Parks & Woolson Machine Co.,
21 V.S.A. § 660, describing the sufficiency of notice of injury, states:
Want of or delay in giving such notice, or in making such claim, shall not be a bar to proceedings under the provisions of this chapter if it is shown that the employer, his agent or representative, had knowledge of the accident or that the employer has not been prejudiced by such delay or want of notice.
In
Fitch, supra,
A literal application of the statutory requirement under 21 V.S.A. § 656 to file a claim for compensation “within six months after the date of the injury” would be acutely unfair in instances involving latent injuries.
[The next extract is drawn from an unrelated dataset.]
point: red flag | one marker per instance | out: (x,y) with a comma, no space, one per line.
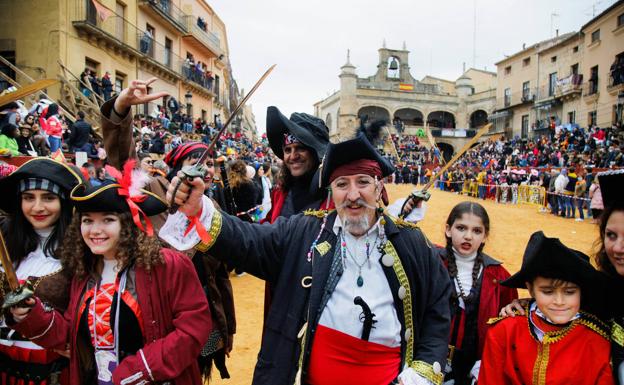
(102,11)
The claim period can only begin to run when there is in fact something to claim.
Williams
v.
Dobberstein,
A rigid claims period may operate unfairly not only because the nature, seriousness and work-connection of the injury could not reasonably be recognized by the claimant, or perhaps even by his doctor, but in many cases because the injury itself does not exist in compensable degree during the claims period. This latent or delayed injury problem presents in the sharpest relief the senselessness of uncompromising time periods.
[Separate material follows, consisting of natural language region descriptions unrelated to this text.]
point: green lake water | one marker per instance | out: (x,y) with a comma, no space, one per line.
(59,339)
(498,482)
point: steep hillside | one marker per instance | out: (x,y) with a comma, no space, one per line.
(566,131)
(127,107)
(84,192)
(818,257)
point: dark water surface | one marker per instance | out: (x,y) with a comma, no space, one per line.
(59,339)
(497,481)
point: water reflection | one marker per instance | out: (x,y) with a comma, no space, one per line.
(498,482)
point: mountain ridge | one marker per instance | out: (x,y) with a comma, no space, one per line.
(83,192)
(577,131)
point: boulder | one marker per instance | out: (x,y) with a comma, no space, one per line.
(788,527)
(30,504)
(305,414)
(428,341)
3 Larson, supra, § 78.42(a). In a case involving latent or delayed injury, if the statute bars claims filed more than six years after the accident or the date of injury,
and if the court applies the statutory language with medieval literalism, the workman can never collect for the injury no matter how diligent he is: He cannot claim during the *447 [six-year period] because no compensable injury exists; he cannot claim after the [six-year period], because the statute runs from the accident.
Id.
By statute, nearly half of the states date the claim period from the time of the “accident.” Most of the remaining jurisdictions date it from the “injury.” Under an “injury” type of statute, such as we have in Vermont, almost complete judicial agreement exists that the claim period runs from the time the compensable injury becomes reasonably apparent. Id.
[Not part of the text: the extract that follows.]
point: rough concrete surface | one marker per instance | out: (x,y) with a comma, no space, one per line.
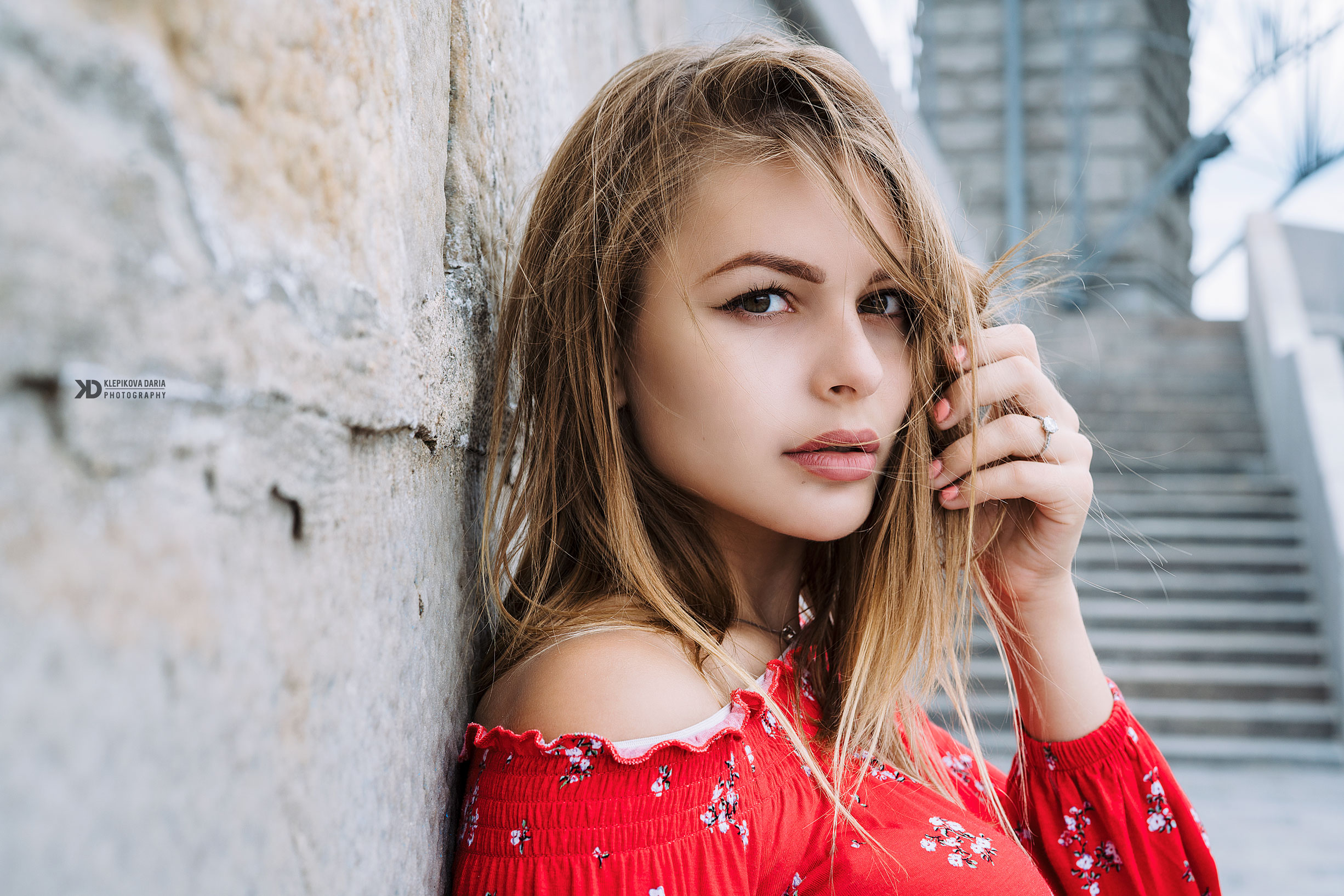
(234,623)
With this “reasonably discoverable and apparent” standard in mind, the question involved here is simple: whether the claimant had any reasonable occasion to file a claim sooner than he did. Claimant argues that it was only in 1982 that his suffering increased because of the added stress in his left knee due to his incapacitated right leg. Only then, claimant argues, did he have reason to file his claim because only then was the extent of his original injury known. We agree.
We hold that the “date of injury” for purposes of giving notice and filing a claim pursuant to 21 V.S.A. § 656, and for purposes of the six-year statute of limitations, is the point in time when an injury becomes reasonably discoverable and apparent. Thus, a claimant is allowed six months after this time to file a claim for compensation. 21 V.S.A. § 656. If such claim is denied or contested, the claimant may then bring an action within six years from the date the injury was reasonably discoverable and apparent.
Our holding here is consistent with existing Vermont law on limitations of actions. 12 V.S.A. § 512(4), which governs limitations of actions for personal injuries, states that “the cause of action shall be deemed to accrue as of the date of the discovery of the injury.” (Emphasis added).
Because of the nature of claimant’s injury in this case, the Commissioner should not have dismissed plaintiff’s claim due to untimely filing. Thus, the order of the Commissioner of Labor and Industry dismissing plaintiff’s claim is vacated. The case is remanded for a determination, using the reasonably discoverable and apparent standard, whether plaintiff’s claim was timely filed and, if so, whether it is compensable.
*448 Order vacated and case remanded.